Later, as I lay in bed burning up (temp of 104 at this time) and shivering, every muscle and joint aching, Sarah walked in.  She is staying with me temporarily while her new housing gets approved, but had been in Quito for a few days and missed the onset of my sickness.  First thing she says to me: “Hey. Your face looks really swollen.  And you are red.”  True, and true.  After consulting a PCV with internet access and later, the PC doctor, I found that all symptoms indicated I had dengue fever.  The whole coast is pretty much dengue-central, so not surprising I got it since I get bitten by mosquitoes ALL the time.  What’s more surprising is that it took me this long, really.  Ok, so I had a diagnosis.  What now?  Well, all you can do for dengue is… nothing.  Take Tylenol for the fever and pain (didn’t make a dent in the pain, let me tell you), drink lots of water, and sleep.  Well, I drank a ton, but the thought of having to get up and walk down stairs to the bathroom every few hours hung in the back of my mind with every gulp.  I ate practically nothing, watched a half dozen bad movies (and some good ones too) and spent about 23.5 hours a day in my bed for 5 days straight. 

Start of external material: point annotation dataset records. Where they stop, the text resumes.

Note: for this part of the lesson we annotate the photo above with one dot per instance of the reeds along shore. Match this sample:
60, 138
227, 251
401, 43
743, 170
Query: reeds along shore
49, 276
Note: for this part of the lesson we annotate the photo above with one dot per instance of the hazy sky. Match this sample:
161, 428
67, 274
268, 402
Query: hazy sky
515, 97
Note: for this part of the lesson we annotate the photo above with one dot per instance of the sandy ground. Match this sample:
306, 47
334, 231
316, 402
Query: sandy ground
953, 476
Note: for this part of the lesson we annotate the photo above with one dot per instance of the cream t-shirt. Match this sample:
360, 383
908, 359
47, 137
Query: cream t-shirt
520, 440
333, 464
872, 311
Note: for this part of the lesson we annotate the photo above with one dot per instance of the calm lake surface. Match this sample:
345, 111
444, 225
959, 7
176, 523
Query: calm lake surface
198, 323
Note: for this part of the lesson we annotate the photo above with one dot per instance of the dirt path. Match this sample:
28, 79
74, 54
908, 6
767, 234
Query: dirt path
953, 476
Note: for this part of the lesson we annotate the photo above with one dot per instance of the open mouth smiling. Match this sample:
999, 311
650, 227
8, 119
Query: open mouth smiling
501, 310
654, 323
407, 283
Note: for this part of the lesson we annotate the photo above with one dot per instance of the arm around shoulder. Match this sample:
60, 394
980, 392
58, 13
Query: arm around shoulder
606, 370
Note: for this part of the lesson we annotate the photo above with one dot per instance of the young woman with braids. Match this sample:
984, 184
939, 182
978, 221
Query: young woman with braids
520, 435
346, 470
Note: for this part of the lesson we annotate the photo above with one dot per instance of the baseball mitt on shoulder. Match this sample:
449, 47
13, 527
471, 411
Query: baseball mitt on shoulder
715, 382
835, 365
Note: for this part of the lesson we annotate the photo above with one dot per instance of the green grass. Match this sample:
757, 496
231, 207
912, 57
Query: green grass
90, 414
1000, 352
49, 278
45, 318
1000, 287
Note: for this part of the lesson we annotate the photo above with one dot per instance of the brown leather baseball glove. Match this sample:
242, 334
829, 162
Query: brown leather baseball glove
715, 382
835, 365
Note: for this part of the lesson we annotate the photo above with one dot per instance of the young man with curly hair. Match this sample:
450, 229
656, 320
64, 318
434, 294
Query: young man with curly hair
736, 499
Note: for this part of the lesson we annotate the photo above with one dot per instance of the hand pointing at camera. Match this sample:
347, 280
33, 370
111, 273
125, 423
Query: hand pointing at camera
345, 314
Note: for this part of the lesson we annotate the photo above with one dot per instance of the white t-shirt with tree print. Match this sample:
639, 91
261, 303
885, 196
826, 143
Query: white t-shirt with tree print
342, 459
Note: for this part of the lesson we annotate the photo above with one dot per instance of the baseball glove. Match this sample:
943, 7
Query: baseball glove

It’s now been 10 days since the onset, and I am feeling much better- although the headache is lingering.  I never got the blood test to confirm it was dengue, since the lab to give my blood sample is an hour away in Atacames and I was in no shape to either walk to the bus stop or sit on a bus for any length of time (and they wouldn’t have been able to do anything about it anyways- I was doing everything there was to do), but I still feel confident that that’s what it was.  So does my host mom, who wasted no time at all pulling out her aguardiente (sugar cane alcohol) to put on my skin and cool me down.  It actually works, for a few minutes, but even alcohol of this proof is no match for “the breakbone fever.”  So there you have it- my first, real-life, tropical, third-world disease.  I had to get at least one…May it be my last.  I so would have rather had a tapeworm.